Management within New Zealand between 1997 and 2009 targeted specific areas of artificial and natural substrates in order to limit the further spread of Undaria (Forrest and Hopkins 2013). Prolonged removal led to a large reduction in density on artificial port structures (1–5% of pre-managed density) and vessel infestation rates (31–56% of vessels infected in unmanaged ports, 0.06–1.3% infected in managed ports). Although this sustained regional-scale management effort was successful in limiting local populations, reintroduction and wider-scale spread still occurred, therefore making the cost and effort of management attempts hard to justify (Forrest and Hopkins 2013). In the current study, two of the survey locations (Plymouth Sound and Salcombe) are managed and protected under legal designations. In Plymouth Sound, Undaria is now a conspicuous component of native communities (Arnold et al. 2016; Heiser et al. 2014) and there is a pressing need to identify the level of ecological impact. Here, management actions aimed at reducing its abundance or spatial extent would likely be ineffective. In Salcombe, however, if Undaria is truly restricted to artificial habitats, management actions aimed at maintaining the biotic resistance of local native communities and limiting its abundance and propagule pressure within marinas could prove fruitful. This is likely to only be effective if accompanied by strict biosecurity (to avoid re-introduction) and long term commitments to management.

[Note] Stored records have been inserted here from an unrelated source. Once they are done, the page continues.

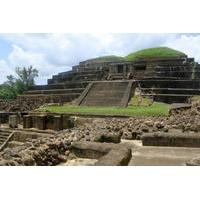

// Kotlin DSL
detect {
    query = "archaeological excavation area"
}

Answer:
[0,48,200,166]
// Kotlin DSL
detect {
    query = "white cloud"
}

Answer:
[166,35,200,62]
[0,60,14,83]
[0,33,200,84]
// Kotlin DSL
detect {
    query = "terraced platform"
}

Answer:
[78,81,133,107]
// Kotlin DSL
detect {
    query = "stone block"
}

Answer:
[141,132,200,147]
[95,148,132,166]
[94,133,121,143]
[62,115,72,129]
[53,115,62,131]
[9,115,19,128]
[35,115,46,130]
[71,142,132,166]
[71,142,114,159]
[23,115,33,128]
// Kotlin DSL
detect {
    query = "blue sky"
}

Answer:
[0,33,200,84]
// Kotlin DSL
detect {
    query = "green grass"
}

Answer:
[39,102,170,116]
[191,95,200,102]
[125,47,186,61]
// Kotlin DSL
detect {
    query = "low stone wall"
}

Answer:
[70,142,132,166]
[141,133,200,147]
[23,113,74,131]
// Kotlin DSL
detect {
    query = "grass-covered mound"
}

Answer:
[84,55,125,62]
[125,47,186,61]
[37,102,170,116]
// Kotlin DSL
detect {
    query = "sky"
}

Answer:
[0,33,200,84]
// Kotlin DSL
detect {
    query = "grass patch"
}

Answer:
[37,102,170,116]
[125,47,186,61]
[190,95,200,103]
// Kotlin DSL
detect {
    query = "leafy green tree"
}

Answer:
[0,66,38,99]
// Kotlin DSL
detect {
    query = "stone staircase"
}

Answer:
[0,130,13,151]
[18,82,88,103]
[77,81,133,107]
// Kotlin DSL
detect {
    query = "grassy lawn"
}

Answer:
[125,47,185,61]
[39,103,170,116]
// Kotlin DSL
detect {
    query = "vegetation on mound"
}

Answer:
[125,47,186,61]
[37,102,170,116]
[87,55,125,62]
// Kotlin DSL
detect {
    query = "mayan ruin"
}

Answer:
[0,44,200,166]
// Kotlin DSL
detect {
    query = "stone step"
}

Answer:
[141,88,200,95]
[29,81,89,90]
[17,93,80,103]
[18,93,80,98]
[138,79,200,89]
[81,81,133,106]
[24,88,85,94]
[142,94,194,97]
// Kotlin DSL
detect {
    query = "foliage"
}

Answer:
[38,102,170,116]
[125,47,186,61]
[0,66,38,100]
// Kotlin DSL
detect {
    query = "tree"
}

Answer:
[0,66,38,99]
[16,66,38,90]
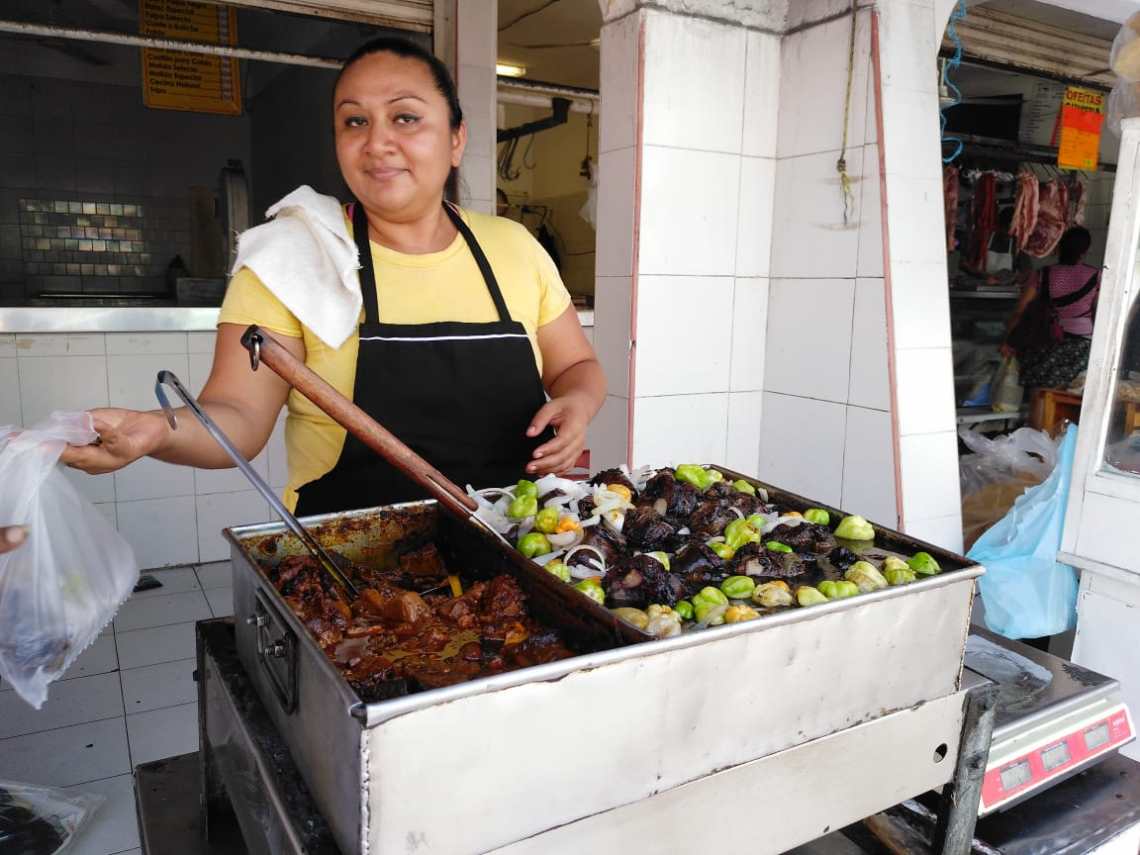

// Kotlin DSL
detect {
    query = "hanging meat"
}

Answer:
[1009,169,1040,251]
[1025,180,1068,259]
[1068,176,1089,228]
[942,164,958,252]
[974,172,998,272]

It is evident that NNS are now prevalent in the marine environment (Bax et al. 2003; Ruiz et al. 1997) and are often highly abundant in artificial habitats (Bulleri and Chapman 2010; Glasby et al. 2007; Ruiz et al. 2009). The potential for artificial structures to facilitate the spread of marine NNS both geographically and across different habitats has been highlighted for other non-native flora and fauna (Airoldi et al. 2015; Bax et al. 2003; Bulleri and Chapman 2010; Glasby et al. 2007; Ruiz et al. 2009). However, in many cases NNS remain constrained to these artificial habitats (Airoldi et al. 2015; Coutts and Forrest 2007; Dafforn et al. 2012). The exact mechanisms behind why some marine NNS remain constrained in their distribution, while others readily proliferate across multiple habitat types and wide spatial scales will be challenging to define. As shown for Undaria, spread of a NNS is likely to be strongly influenced by variability in propagule pressure and habitat suitability. Due to the interconnected nature of the marine environment, the risk of spillover to natural substrates over various temporal scales is inevitable, unless management or eradication of the NNS is implemented. Identifying high risk areas, natural boundaries and factors affecting the spread and abundance of NNS in natural habitats is key to future management prioritisation (Forrest et al. 2009). This study should allow better decisions to be made regarding the management of one of the most prolific invasive macroalgae in the UK.